Kim Yong-ju (Chosŏn'gŭl: 김영주; born 21 September 1920) is a North Korean politician and the younger brother of Kim Il-sung, who ruled North Korea from 1948 to 1994. Under his brother's rule, Kim Yong-ju held key posts in the Workers' Party of Korea during the 1960s and early 1970s, but he fell out of favor in 1974 following a power struggle with Kim Jong-il. Since 1998, he has held the ceremonial position of Honorary Vice President of the Presidium of the Supreme People's Assembly, North Korea's parliament.
Kim Yong-ju was born to Kim Hyŏng-jik and Kang Pan-sŏk in Mangyŏngdae in 1920, 8 years after his elder brother Kim Il-sung.
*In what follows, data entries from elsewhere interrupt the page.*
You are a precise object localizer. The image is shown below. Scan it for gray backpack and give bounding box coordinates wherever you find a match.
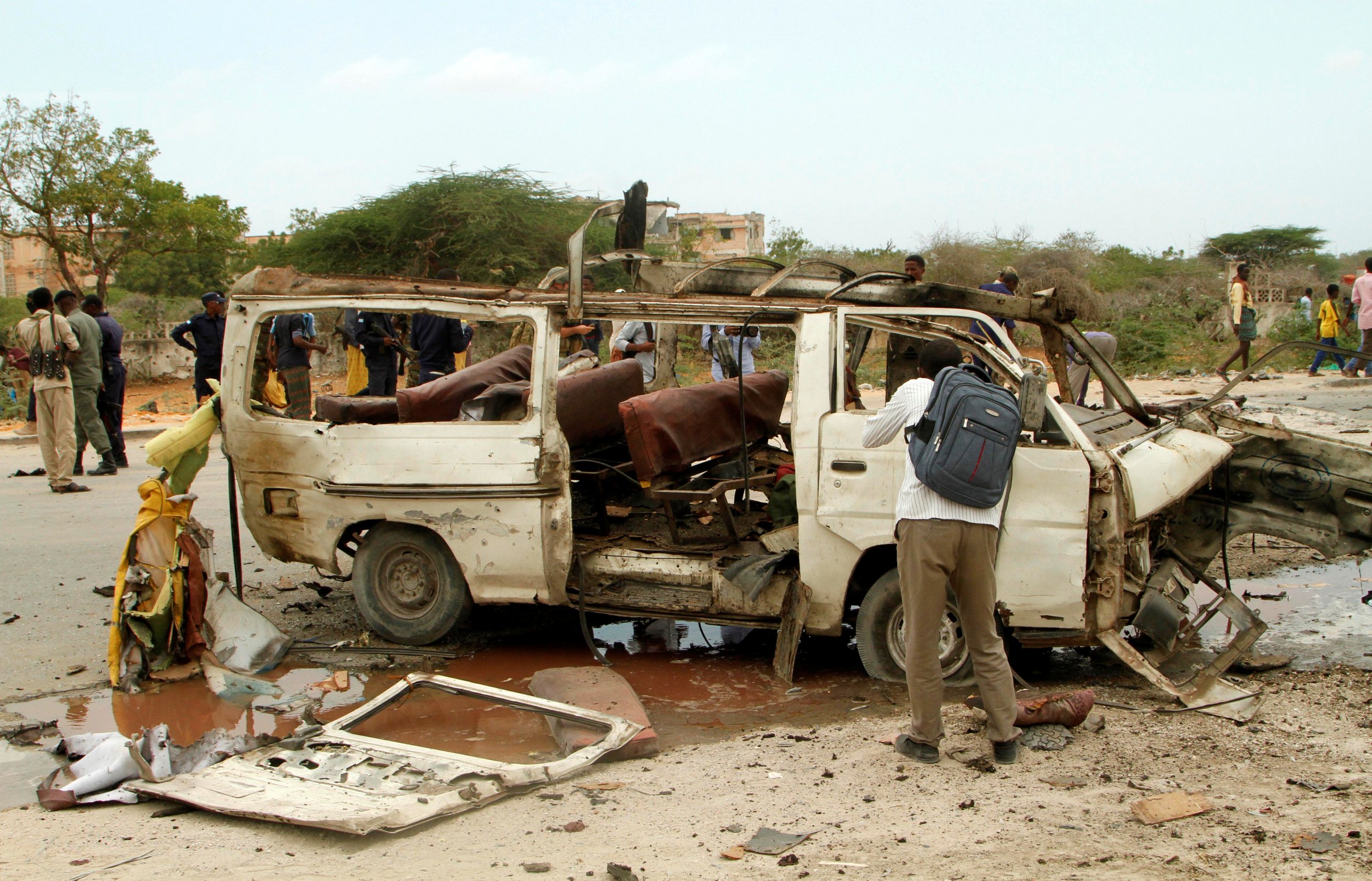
[906,364,1020,508]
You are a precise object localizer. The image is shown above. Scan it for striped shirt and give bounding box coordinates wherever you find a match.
[862,379,1006,529]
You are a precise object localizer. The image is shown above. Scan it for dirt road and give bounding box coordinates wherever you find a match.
[0,669,1372,880]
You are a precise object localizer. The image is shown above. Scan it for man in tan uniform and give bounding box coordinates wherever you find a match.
[18,288,91,493]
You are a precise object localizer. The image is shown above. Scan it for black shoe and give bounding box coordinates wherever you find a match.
[893,734,938,765]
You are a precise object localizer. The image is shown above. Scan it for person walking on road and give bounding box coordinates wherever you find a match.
[700,324,763,383]
[172,291,228,406]
[81,294,129,468]
[862,339,1021,765]
[356,312,401,397]
[1067,331,1120,411]
[1216,263,1258,381]
[14,291,38,438]
[1308,284,1346,376]
[1342,257,1372,376]
[54,291,120,478]
[19,288,91,493]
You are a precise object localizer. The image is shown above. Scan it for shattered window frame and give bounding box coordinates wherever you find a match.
[244,296,542,430]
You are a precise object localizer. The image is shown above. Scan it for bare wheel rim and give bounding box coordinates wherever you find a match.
[376,542,439,619]
[886,603,968,677]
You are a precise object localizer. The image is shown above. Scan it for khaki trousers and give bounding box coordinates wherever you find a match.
[896,520,1021,747]
[71,386,110,458]
[33,386,77,486]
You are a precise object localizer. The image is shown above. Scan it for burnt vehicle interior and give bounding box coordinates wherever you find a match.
[568,324,795,551]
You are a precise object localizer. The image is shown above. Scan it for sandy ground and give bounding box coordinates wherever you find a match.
[0,669,1372,880]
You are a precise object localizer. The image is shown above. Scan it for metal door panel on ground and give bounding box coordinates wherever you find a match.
[815,411,906,549]
[996,446,1091,629]
[817,309,1091,629]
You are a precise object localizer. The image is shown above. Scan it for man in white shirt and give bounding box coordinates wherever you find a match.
[1343,257,1372,376]
[862,339,1021,765]
[612,321,657,386]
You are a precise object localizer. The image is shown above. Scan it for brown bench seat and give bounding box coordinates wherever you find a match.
[619,371,790,482]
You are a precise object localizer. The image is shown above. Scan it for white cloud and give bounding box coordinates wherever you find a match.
[427,48,615,95]
[324,55,411,92]
[1324,49,1363,73]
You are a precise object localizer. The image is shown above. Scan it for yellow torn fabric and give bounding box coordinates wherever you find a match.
[145,379,220,471]
[343,346,373,395]
[262,371,285,411]
[109,479,191,686]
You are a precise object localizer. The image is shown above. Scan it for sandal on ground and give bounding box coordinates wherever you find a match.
[892,734,938,765]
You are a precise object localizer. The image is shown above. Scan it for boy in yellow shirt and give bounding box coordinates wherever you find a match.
[1306,284,1345,376]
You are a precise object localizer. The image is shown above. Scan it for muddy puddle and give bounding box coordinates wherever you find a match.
[1201,560,1372,670]
[8,571,1372,807]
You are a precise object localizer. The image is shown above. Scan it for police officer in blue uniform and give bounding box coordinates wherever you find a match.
[172,291,228,406]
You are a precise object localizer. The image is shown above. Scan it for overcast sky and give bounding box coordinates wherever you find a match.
[0,0,1372,251]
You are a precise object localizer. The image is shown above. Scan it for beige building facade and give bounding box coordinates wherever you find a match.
[670,211,767,261]
[0,236,96,296]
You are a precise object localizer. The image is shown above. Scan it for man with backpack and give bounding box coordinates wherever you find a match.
[862,339,1021,765]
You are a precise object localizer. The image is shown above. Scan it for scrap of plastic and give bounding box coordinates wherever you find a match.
[38,725,276,811]
[200,659,282,700]
[205,581,291,674]
[744,826,819,856]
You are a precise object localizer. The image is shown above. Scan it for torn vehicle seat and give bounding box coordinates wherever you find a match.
[619,371,790,486]
[314,395,401,425]
[395,346,534,423]
[557,358,645,447]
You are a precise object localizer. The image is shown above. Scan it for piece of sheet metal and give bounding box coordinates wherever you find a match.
[128,674,642,834]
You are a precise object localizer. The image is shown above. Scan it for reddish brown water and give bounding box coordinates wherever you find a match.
[7,622,903,760]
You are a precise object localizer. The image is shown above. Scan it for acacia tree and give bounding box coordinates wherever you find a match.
[278,167,615,284]
[0,95,247,296]
[1202,225,1328,266]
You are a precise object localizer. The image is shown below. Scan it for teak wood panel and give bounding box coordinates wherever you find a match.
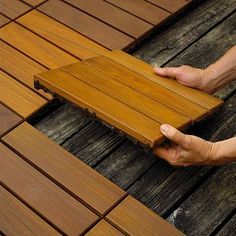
[106,0,170,25]
[0,22,78,69]
[106,196,184,236]
[0,41,52,99]
[104,50,223,111]
[63,0,152,38]
[3,123,126,214]
[85,56,208,122]
[85,220,124,236]
[35,69,163,147]
[0,0,31,19]
[0,71,47,118]
[38,0,134,49]
[0,186,60,236]
[17,10,108,59]
[0,143,98,235]
[0,103,22,136]
[62,62,190,128]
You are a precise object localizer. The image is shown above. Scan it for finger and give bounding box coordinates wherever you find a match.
[154,67,179,78]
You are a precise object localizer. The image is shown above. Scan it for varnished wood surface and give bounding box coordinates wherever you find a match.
[106,196,183,236]
[0,103,22,136]
[0,143,98,235]
[3,123,125,214]
[17,10,108,59]
[0,71,47,118]
[0,186,60,236]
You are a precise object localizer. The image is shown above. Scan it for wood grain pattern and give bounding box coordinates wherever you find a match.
[0,22,78,69]
[106,196,183,236]
[85,220,124,236]
[38,0,134,49]
[66,0,152,38]
[0,0,30,19]
[0,103,22,135]
[17,10,108,59]
[0,41,52,99]
[85,56,208,122]
[35,69,163,147]
[3,123,125,214]
[0,71,47,118]
[105,0,170,25]
[0,143,98,235]
[0,186,60,236]
[105,50,223,111]
[62,59,190,128]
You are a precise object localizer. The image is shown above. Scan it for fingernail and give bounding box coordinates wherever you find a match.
[160,124,170,135]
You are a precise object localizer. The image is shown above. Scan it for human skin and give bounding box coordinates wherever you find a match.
[154,46,236,166]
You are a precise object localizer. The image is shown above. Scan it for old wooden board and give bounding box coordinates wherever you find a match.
[0,142,98,235]
[0,185,60,235]
[106,196,183,236]
[35,51,222,149]
[3,123,126,214]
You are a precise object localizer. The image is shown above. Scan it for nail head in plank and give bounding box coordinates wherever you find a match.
[3,123,125,214]
[0,41,52,99]
[0,186,60,236]
[0,71,47,118]
[38,0,134,49]
[63,0,152,38]
[0,22,78,69]
[85,220,124,236]
[0,143,98,235]
[17,10,109,59]
[106,196,183,236]
[35,69,163,147]
[0,103,22,135]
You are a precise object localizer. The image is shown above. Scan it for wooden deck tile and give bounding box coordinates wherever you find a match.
[66,0,152,38]
[106,196,183,236]
[0,41,52,99]
[0,22,78,69]
[85,220,124,236]
[0,0,30,19]
[38,0,134,49]
[3,123,125,214]
[106,0,170,25]
[0,103,22,136]
[0,143,98,235]
[0,71,47,118]
[17,10,108,59]
[0,186,60,236]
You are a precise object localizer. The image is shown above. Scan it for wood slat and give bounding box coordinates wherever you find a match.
[63,0,152,38]
[38,0,133,49]
[0,22,78,68]
[85,220,124,236]
[0,71,47,118]
[17,10,108,59]
[85,56,208,122]
[106,0,170,25]
[62,59,190,128]
[147,0,187,13]
[35,69,163,147]
[0,143,98,235]
[106,196,183,236]
[0,41,52,99]
[3,123,125,214]
[0,0,30,19]
[0,103,22,136]
[0,186,60,236]
[105,50,223,112]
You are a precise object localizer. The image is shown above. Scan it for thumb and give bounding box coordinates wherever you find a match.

After graduating from economics department at the Moscow State University in 1945, where he also took a deep interest in philosophy, Kim Yong-ju joined the Workers' Party of Korea. His rise through the party's echelons was fast: from the 1950s to the 1960s he was chief cadre (1954), vice-director (1957) and finally director (1960) of the WPK Organization and Guidance Department, and he was appointed member of the WPK Central Committee at the Party's 4th Congress in 1961. In 1966 he was promoted to Organizing Secretary of the WPK Central Committee.
In 1967, he proposed to his brother the "Ten Principles for the Establishment of the One-Ideology System" (whose first principle was: "We must give our all in the struggle to unify the entire society with the revolutionary ideology of the great leader Comrade Kim Il Sung"), which were published only in 1974.